Pages

Menggapai Mimpi Melalui Beasiswa FLTA Amerika

Dalam hidup ini, setiap orang sudah seharusnya memiliki mimpi. Dan sesuatu yang wajar jika setiap orang ingin mimpi tersebut menjadi kenyataan. Ada yang bermimpi menjadi seorang polisi, gubernur, dosen, dan sebagainya. Namun tidak sedikit yang hanya terus bermimpi tanpa bangun untuk berusaha membuat mimpi tersebut menjadi kenyataan

Bersyukurlah bagi mereka yang telah berjuang sekuat tenaga untuk menggapai mimpi tersebut. Pertanyaannya adalah bagaimana cara menggapai mimpi tersebut? Untuk menjadi seorang dosen, orang tersebut tentu harus memiliki pendidikan tinggi minimal pascasarjana, atau bahkan doktor. Lalu jika ingin menjadi seorang pengajar Bahasa Inggris yang handal, apa yang harus di lakukan? Apapun latar belakang pendidikan dan mimpi masing-masing dari kita, kita semua sepakat bahwa kita harus membuat usaha yang maksimal.

Pada saat ini,ada begitu banyak kemudahan yang memungkinkan kita menggapai mimpi. Salah satunya melalui beasiswa. Anda bisa menjadi seorang guru Bahasa Inggris yang handal dengan mendaftar beasiswa Fulbright program FLTA. Bagaimana jika Anda berasal dari beragam latar belakang pendidikan dan ingin melanjutkan kuliah kejenjang S2/S3 secara gratis? Ada begitu banyak beasiswa yang tersedia di luar sana seperti LPDP, Fulbright, Chevening, dan seterusnya. Beasiswa-beasiswa tersebut sedang menunggu Anda.

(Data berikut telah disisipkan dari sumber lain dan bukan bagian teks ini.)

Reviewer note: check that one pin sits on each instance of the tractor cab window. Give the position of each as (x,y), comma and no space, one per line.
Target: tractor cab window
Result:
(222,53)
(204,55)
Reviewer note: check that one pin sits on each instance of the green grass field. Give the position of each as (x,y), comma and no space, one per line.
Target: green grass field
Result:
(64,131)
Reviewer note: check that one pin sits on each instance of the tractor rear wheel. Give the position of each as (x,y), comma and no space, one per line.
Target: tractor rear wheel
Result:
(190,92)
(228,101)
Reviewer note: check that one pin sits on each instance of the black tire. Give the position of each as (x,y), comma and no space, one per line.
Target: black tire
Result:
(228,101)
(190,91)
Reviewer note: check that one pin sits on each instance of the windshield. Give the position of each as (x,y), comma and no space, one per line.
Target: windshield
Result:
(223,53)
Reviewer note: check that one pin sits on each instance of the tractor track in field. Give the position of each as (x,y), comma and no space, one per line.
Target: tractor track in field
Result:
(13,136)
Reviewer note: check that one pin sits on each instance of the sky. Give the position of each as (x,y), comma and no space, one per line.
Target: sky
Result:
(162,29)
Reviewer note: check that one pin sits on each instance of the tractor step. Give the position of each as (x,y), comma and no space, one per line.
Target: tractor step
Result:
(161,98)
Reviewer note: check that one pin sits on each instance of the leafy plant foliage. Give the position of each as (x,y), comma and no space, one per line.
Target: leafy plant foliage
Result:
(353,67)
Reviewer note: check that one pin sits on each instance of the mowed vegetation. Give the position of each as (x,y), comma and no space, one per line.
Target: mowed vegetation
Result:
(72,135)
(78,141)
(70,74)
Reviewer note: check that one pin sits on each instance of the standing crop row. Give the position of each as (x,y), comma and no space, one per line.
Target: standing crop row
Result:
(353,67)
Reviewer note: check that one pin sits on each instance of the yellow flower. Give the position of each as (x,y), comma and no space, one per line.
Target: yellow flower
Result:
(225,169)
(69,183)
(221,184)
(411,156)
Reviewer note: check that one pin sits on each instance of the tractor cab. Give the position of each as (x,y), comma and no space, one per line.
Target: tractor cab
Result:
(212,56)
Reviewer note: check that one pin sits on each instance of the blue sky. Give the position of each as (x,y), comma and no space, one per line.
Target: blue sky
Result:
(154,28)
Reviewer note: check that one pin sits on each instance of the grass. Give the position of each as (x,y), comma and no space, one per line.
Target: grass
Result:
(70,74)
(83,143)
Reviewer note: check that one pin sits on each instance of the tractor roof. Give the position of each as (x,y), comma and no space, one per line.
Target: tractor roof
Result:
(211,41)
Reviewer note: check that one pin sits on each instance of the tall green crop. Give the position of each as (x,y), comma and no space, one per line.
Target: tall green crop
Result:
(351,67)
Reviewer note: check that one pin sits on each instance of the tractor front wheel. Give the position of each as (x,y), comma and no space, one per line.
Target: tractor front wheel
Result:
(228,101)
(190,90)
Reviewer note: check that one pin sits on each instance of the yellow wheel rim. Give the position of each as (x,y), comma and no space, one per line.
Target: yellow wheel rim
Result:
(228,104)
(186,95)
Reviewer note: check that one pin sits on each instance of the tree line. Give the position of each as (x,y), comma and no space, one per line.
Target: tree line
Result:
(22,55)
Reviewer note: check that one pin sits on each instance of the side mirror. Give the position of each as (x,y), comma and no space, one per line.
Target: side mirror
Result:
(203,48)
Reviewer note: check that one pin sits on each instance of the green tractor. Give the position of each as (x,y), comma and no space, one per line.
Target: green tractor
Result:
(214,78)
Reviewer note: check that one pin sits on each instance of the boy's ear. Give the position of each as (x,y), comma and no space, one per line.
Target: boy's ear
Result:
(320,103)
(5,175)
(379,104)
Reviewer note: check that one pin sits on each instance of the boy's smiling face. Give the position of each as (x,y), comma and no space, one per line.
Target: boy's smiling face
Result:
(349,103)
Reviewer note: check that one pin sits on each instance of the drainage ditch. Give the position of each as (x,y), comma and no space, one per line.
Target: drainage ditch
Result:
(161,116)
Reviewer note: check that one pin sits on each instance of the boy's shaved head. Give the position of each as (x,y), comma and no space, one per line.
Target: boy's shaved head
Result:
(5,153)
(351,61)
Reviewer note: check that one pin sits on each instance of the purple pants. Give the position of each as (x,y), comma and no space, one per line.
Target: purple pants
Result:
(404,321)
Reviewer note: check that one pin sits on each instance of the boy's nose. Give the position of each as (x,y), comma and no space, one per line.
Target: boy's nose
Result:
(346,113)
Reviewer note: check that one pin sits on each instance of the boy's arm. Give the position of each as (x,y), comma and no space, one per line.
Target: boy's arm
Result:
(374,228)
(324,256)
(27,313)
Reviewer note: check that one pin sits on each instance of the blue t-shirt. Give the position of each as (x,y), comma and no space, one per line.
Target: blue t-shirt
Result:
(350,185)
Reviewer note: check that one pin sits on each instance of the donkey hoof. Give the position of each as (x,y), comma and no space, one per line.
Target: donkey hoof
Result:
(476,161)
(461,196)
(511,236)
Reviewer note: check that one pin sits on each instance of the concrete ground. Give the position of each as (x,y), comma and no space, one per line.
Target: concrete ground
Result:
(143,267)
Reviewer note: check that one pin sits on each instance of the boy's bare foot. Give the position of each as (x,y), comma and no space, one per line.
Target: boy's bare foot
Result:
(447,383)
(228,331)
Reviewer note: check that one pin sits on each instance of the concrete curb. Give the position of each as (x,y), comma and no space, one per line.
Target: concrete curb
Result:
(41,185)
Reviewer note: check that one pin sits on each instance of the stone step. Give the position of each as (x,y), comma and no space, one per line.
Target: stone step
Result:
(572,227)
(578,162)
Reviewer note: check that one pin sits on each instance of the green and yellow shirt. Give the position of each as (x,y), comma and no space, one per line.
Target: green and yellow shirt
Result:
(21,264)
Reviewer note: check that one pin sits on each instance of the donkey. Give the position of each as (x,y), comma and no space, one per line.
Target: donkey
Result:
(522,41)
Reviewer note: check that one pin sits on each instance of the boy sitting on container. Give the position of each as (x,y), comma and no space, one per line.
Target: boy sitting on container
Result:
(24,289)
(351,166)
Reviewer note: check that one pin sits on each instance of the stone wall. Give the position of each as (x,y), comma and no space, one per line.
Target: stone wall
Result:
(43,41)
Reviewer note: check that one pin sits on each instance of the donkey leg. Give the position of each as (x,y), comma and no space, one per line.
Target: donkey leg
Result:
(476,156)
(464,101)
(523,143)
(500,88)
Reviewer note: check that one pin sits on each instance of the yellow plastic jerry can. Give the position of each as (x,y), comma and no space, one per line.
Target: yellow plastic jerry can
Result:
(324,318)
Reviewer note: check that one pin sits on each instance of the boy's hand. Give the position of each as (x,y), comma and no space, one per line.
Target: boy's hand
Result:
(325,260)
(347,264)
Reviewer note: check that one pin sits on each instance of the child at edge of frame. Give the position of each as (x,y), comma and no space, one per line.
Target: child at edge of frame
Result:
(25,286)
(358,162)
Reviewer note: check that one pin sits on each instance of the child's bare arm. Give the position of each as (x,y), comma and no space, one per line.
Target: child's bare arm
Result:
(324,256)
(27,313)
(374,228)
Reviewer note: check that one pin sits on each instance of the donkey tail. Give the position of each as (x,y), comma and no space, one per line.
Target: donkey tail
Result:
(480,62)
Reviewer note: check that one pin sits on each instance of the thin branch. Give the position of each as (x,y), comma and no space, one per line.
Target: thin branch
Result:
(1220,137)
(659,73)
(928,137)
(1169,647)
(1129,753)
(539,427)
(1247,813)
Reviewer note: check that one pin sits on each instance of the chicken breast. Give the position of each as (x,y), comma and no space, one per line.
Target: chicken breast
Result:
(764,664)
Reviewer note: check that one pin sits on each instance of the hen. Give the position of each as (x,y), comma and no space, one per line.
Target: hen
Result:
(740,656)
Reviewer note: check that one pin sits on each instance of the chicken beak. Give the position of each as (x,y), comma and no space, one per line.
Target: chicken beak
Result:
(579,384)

Pastinya kebanyakan dari kita sudah tau atau sekedar mendengar beasiswa Fulbright. Fulbright adalah beasiswa yang diberikan pemerintahan Amerika kepada banyak negara di dunia, termasuk Indonesia. Setiap tahun, Amerika memberikan peluang kepada warga Indonesia untuk berangkat ke Amerika baik itu untuk program S2, S3, ataupun non-gelar seperti menjadi pengajar bahasa Indonesia di salah satu universitas di Amerika.

Dari beberapa program yang di tawarkan Fulbright, terdapat satu program yang di sebut Foreign Language Teaching Assistant (FLTA). FLTA diperuntukkan bagi guru, dosen atau lulusan S1. Tentu ada beberapa syarat yang harus dipenuhi jika ingin melamar program tersebut seperti yang tertera di website www.aminef.or.id.Sebagai seorang penerima beasiswa Fulbright FLTA program, penulis ingin sedikit berbagi khususnya bagi lulusan S1 bahasa Inggris yang ingin ke Amerika dan tinggal disana selama hampir 10 bulan.

FLTA merupakan salah satu program yang di tawarkan beasiswa Fulbright untuk mengajar bahasa dan kebudayaan Indonesia serta mengambil beberapa mata kuliah di universitas di Amerika. Program ini bertujuan untuk memberikan kesempatan kepada penerima untuk menjadi duta Indonesia mempromosikan Indonesia di Amerika, sekaligus memperbaiki kemampuan mengajar dengan mengambil mata kuliah serta kemampuan Bahasa Inggris penerima dengan tinggal dan seringnya berkomunikasi dengan masyarakat Amerika.

Pada periode 2013/2014, Indonesia mengirim 10 orang FLTA untuk berangkat ke Amerika dan tersebar di berbagai universitas di sana. Pertanyaannya adalah bagaimana tahapan proses seleksi beasiswa ini?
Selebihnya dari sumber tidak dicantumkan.